BUENOS AIRES - Nos tempos em que era chefe do gabinete de ministros da presidente Cristina Kirchner, Sergio Massa era alvo dos humoristas que o mostravam como um servil ministro. Em 2009, uma paródia do Big Brother, o programa Grande Cunhado, sucesso na TV argentina, ridicularizava Massa como alguém que corria atrás da presidente para secar seu cabelo e penteá-la.

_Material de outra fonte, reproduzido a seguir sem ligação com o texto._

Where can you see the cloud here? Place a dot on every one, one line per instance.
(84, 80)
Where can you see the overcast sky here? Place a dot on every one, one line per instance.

No entanto, esse dedicado e obediente kirchnerista transformou-se, nos últimos meses, na principal referência do anti-kirchnerismo. Massa rompeu com Cristina no primeiro semestre e, rapidamente, criou sua própria sublegenda peronista - a Frente Renovadora - e candidatou-se à Câmara dos Deputados.

Nas eleições primárias de agosto, obteve 34% dos votos, derrotando o candidato da presidente, Martín Insaurralde, que conseguiu 29%. A batalha transcorreu na Província de Buenos Aires, o maior colégio eleitoral do país, que concentra 38% do eleitorado nacional.

A derrota, que foi um duro golpe para a presidente, também colocou a pique o plano kirchnerista de implantar uma reforma constitucional que permitiria o projeto batizado de "Cristina Eterna", para permitir a permanência dela no poder por meio de reeleições indefinidas.

Dissidência. A vitória de Massa, que, segundo as pesquisas, se repetirá com maior vantagem a seu favor nas eleições parlamentares de hoje, tornaram o ex-ministro em potencial presidenciável e rival do governador Daniel Scioli.

Na adolescência, nos anos 80, o jovem Massa militava na UceDé, partido de fervorosas posições neoliberais. Na década seguinte, tal como o casal Kirchner, ele aderiu ao peronismo neoliberal de Carlos Menem. Na virada do século, tornou-se deputado estadual. Em 2002, durante a presidência provisória de Eduardo Duhalde, comandou a Previdência Social.

Nesse estratégico posto, Massa ficaria até 2007, durante o governo de Néstor Kirchner, ano no qual foi eleito prefeito do município do Tigre, subúrbio de Buenos Aires. No ano seguinte, ele se transformou em chefe do gabinete de Cristina Kirchner.

No entanto, meses depois, com a crise causada pela derrota parlamentar de 2009, Cristina demitiu Massa, que voltou para Tigre. Posteriormente, documentos secretos divulgados do WikiLeaks indicaram que, em novembro daquele ano, Massa havia dito, na Embaixada dos EUA em Buenos Aires, que Kirchner era um "psicopata" e um "monstro", além de afirmar que o ex-presidente era quem realmente comandava o governo e Cristina somente "cumpria as ordens (do marido)" - mais tarde, ele negaria ao Clarín que houvesse se referido a Néstor nesses termos.

No início do ano, ele formalizou o rompimento com Cristina, criando uma nova facção do peronismo: a Frente Renovadora. Em agosto, Massa disse, em entrevista à revista Perfil, que é a favor do direito ao aborto. "Tigre foi o primeiro município a realizar um aborto não espontâneo", afirmou.

Ele é casado com Malena Galmarini, famosa por não ter papas na língua. Ela é filha da ex-deputada Marcela Durrieu e de Fernando Galmarini, ex-integrante do grupo cristão nacionalista de esquerda Montoneros e ex-assessor de Eduardo Duhalde.